US and Iran will not join in

Two large oil producing countries will not join the production freeze agreement, namely the US and Iran (Figure 2). In the US, there is not just one or a few oil producers who can be told to freeze or cut oil production. Instead, there are hundreds of smaller oil producers who will continue to produce oil as long as this is economically viable. And this is the case at ever lower oil prices now that producers are critically considering production costs, and production efficiency has increased. Nevertheless, it takes quite some effort to keep production at current levels, let alone intensify it. As a result, the low oil price has also triggered a stabilisation of US oil production.

Iran will also refrain from joining the agreement. Far before it reached a deal with several western countries regarding its nuclear programme, Iran indicated that it will attempt to restore its production to pre-sanction levels as soon as possible. This means the country will try to increase its production by at least another 600,000 barrels/day.
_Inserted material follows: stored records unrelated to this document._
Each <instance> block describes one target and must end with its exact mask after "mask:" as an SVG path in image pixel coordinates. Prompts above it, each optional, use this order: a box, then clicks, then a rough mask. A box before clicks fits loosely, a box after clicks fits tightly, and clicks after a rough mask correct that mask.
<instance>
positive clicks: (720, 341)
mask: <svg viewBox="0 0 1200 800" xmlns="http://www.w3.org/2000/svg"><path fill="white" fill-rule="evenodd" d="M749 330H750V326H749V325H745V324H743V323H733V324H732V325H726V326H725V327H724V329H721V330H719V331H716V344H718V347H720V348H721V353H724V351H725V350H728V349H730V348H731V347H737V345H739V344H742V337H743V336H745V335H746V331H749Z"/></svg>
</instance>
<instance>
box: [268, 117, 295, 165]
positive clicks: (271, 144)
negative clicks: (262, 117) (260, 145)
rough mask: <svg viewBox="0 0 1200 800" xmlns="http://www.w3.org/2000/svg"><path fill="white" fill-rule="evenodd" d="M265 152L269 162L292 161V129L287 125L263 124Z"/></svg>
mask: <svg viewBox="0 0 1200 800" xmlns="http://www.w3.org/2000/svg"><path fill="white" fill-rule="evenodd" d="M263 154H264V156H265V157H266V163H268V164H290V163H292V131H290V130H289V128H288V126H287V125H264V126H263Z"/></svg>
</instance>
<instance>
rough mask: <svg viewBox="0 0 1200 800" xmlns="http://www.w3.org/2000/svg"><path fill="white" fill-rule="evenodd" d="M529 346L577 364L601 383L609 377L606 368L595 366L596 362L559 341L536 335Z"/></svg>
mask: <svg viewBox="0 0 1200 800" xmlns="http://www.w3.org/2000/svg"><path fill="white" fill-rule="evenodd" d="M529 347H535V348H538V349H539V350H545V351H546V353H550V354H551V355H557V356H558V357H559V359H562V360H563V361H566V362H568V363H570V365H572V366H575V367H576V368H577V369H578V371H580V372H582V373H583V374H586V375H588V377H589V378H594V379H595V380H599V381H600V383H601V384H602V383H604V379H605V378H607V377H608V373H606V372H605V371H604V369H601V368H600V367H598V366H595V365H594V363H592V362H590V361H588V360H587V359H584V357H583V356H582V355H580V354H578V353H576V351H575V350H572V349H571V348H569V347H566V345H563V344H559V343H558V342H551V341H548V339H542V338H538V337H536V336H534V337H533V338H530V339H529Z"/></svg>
Iran has clearly signalled that it will try to regain all the market share it lost in recent years, and that the low oil price is mainly a problem that was created by other oil producers. Its efforts to regain its lost market share mean Iran is placing responsibility for solving the oversupply problem with the other oil producers who increased output, and did so partly at the expense of Iran. Nevertheless, the boost in Iranian oil production is fully priced in and could only disappoint if Iran cannot meet these market expectations.
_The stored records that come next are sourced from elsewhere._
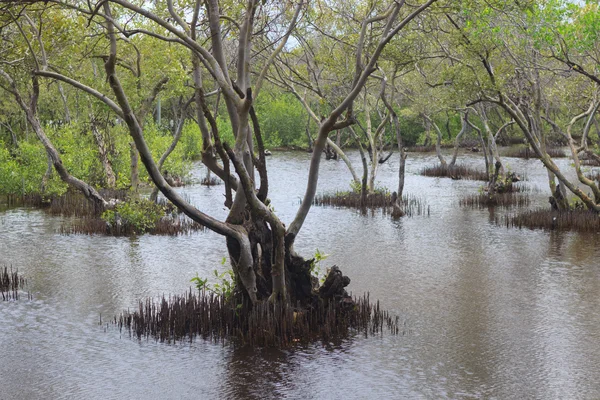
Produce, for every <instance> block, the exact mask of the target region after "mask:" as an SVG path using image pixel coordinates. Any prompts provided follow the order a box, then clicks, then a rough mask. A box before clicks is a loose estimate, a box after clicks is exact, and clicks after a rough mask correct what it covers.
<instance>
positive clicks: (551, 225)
mask: <svg viewBox="0 0 600 400" xmlns="http://www.w3.org/2000/svg"><path fill="white" fill-rule="evenodd" d="M496 224H498V225H505V226H506V227H507V228H510V227H515V228H529V229H547V230H564V231H578V232H600V216H599V215H598V214H597V213H595V212H593V211H589V210H579V209H576V210H561V211H557V210H550V209H538V210H533V211H527V212H524V213H519V214H513V215H507V216H503V217H497V218H496Z"/></svg>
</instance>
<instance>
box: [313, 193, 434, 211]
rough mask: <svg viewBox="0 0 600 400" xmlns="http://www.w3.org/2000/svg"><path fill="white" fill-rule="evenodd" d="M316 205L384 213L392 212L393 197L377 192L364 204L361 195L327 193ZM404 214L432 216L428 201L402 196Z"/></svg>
mask: <svg viewBox="0 0 600 400" xmlns="http://www.w3.org/2000/svg"><path fill="white" fill-rule="evenodd" d="M314 204H315V205H318V206H331V207H340V208H357V209H373V210H374V209H382V210H383V211H384V213H391V212H392V195H391V194H390V193H388V192H376V193H371V194H368V195H367V198H366V200H365V202H364V204H363V203H362V199H361V195H360V193H356V192H336V193H325V194H321V195H318V196H316V197H315V200H314ZM402 204H403V208H404V212H405V213H406V215H407V216H409V217H412V216H418V215H419V216H420V215H427V216H429V215H430V208H429V205H428V204H427V203H426V201H425V200H424V199H422V198H420V197H417V196H413V195H405V196H402Z"/></svg>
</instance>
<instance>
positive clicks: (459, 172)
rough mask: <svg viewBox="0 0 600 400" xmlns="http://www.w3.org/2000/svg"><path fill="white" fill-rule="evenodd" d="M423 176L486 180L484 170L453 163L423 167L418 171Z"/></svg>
mask: <svg viewBox="0 0 600 400" xmlns="http://www.w3.org/2000/svg"><path fill="white" fill-rule="evenodd" d="M420 174H421V175H423V176H431V177H440V178H452V179H455V180H458V179H469V180H473V181H487V180H488V174H487V173H486V172H485V171H480V170H477V169H475V168H471V167H468V166H465V165H455V166H453V167H449V166H444V165H441V164H438V165H433V166H429V167H425V168H423V169H422V170H421V172H420Z"/></svg>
Downside risks due to refinery maintenance

Still, there are downside risks to an upward correction of the oil price. Obviously, the oversupply of oil continues to hang over the market, which limits the upside potential. Nevertheless, we must keep in mind how oil prices have developed in recent months. Even after a recovery towards USD 40/bbl or somewhat higher, oil prices are still significantly lower compared to eighteen months ago.
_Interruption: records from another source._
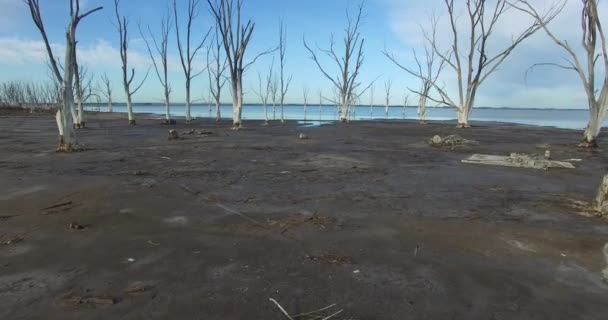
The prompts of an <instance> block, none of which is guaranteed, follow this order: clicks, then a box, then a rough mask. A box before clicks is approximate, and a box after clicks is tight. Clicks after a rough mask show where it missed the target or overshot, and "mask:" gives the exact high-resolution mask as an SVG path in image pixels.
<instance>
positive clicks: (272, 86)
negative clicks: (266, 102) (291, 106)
mask: <svg viewBox="0 0 608 320" xmlns="http://www.w3.org/2000/svg"><path fill="white" fill-rule="evenodd" d="M270 96H271V97H272V120H276V119H277V99H278V96H279V80H278V79H277V77H276V75H273V76H272V85H271V87H270Z"/></svg>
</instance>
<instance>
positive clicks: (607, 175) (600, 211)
mask: <svg viewBox="0 0 608 320" xmlns="http://www.w3.org/2000/svg"><path fill="white" fill-rule="evenodd" d="M596 202H597V209H598V210H599V212H600V214H601V215H608V175H605V176H604V179H603V180H602V184H601V185H600V188H599V190H598V193H597V198H596Z"/></svg>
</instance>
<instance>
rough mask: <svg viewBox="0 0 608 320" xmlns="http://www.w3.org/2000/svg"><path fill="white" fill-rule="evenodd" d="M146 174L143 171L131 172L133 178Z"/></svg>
mask: <svg viewBox="0 0 608 320" xmlns="http://www.w3.org/2000/svg"><path fill="white" fill-rule="evenodd" d="M146 174H148V173H147V172H145V171H142V170H137V171H134V172H133V175H134V176H145V175H146Z"/></svg>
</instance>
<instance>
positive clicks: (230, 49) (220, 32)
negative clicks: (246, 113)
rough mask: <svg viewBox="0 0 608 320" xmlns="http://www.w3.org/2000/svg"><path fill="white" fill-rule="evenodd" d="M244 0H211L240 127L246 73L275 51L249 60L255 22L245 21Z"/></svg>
mask: <svg viewBox="0 0 608 320" xmlns="http://www.w3.org/2000/svg"><path fill="white" fill-rule="evenodd" d="M243 1H244V0H207V2H208V3H209V7H210V8H211V12H212V14H213V16H214V18H215V22H216V26H217V28H218V30H219V31H220V35H221V38H222V43H223V45H224V50H225V51H226V58H227V59H228V67H229V70H230V82H231V85H232V125H233V127H234V128H235V129H238V128H240V127H241V125H242V121H241V120H242V115H243V73H244V72H245V70H246V69H247V68H248V67H250V66H251V65H252V64H254V63H255V62H256V61H257V59H258V58H259V57H261V56H262V55H265V54H268V53H270V52H272V51H274V50H269V51H266V52H263V53H261V54H258V55H257V56H255V57H254V59H253V60H251V61H250V62H249V63H245V53H246V51H247V46H248V45H249V42H250V41H251V36H252V35H253V30H254V29H255V23H253V22H252V21H251V20H248V21H247V23H243V21H242V20H241V9H242V7H243Z"/></svg>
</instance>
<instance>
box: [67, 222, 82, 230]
mask: <svg viewBox="0 0 608 320" xmlns="http://www.w3.org/2000/svg"><path fill="white" fill-rule="evenodd" d="M68 229H71V230H84V229H86V227H85V226H83V225H81V224H78V223H76V222H72V223H70V224H69V225H68Z"/></svg>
Another factor is the start of the maintenance season at refineries. During the traditional switch from winter to summer production, refineries shut down to perform maintenance. However, last year in particular, refineries postponed most maintenance due to good margins, which means this year’s maintenance round will definitely take place. As a result, the demand for oil will be temporarily lower, which may result in a) pressure on oil prices due to lower demand and/or b) a further increase in oil supplies while storage capacity is starting to become scarce in certain locations. In addition, these high crude inventories could again dampen upward price potential, or even trigger new downward pressure on oil prices. Either way, direction will be set by the news headlines and can change from day to day. For now, the only certainty regarding oil prices remains their continuous high volatility.

US natural gas tests 2015 lows

US Henry Hub natural gas prices touched a new record low of USD 1.682/mmBtu. The combination of low oil prices, a mild winter (and therefore low demand), relatively high inventories and a minimal decline in gas production continue to add pressure to natural gas prices. These same reasons are also behind the significant price drop for the Transfer Title Facility (TTF – NL), National Balancing Point (NBP – UK) and LNG. As regards TTF, geopolitical tensions between Russia and Ukraine – which would have supported TTF prices –which would have supported TTF prices. Experience shows that a recovery in natural gas prices can develop quickly from the moment a rise in demand is noted. For Henry Hub in particular, the current level of low prices is not sustainable due to higher production costs. In addition, our expectation of an oil price recovery could give some support to natural gas prices. For TTF an upward price recovery would make sense, even within the longer-term downward trend. Nevertheless, it remains very difficult to predict gas prices due to their significant dependence on weather-related events and news.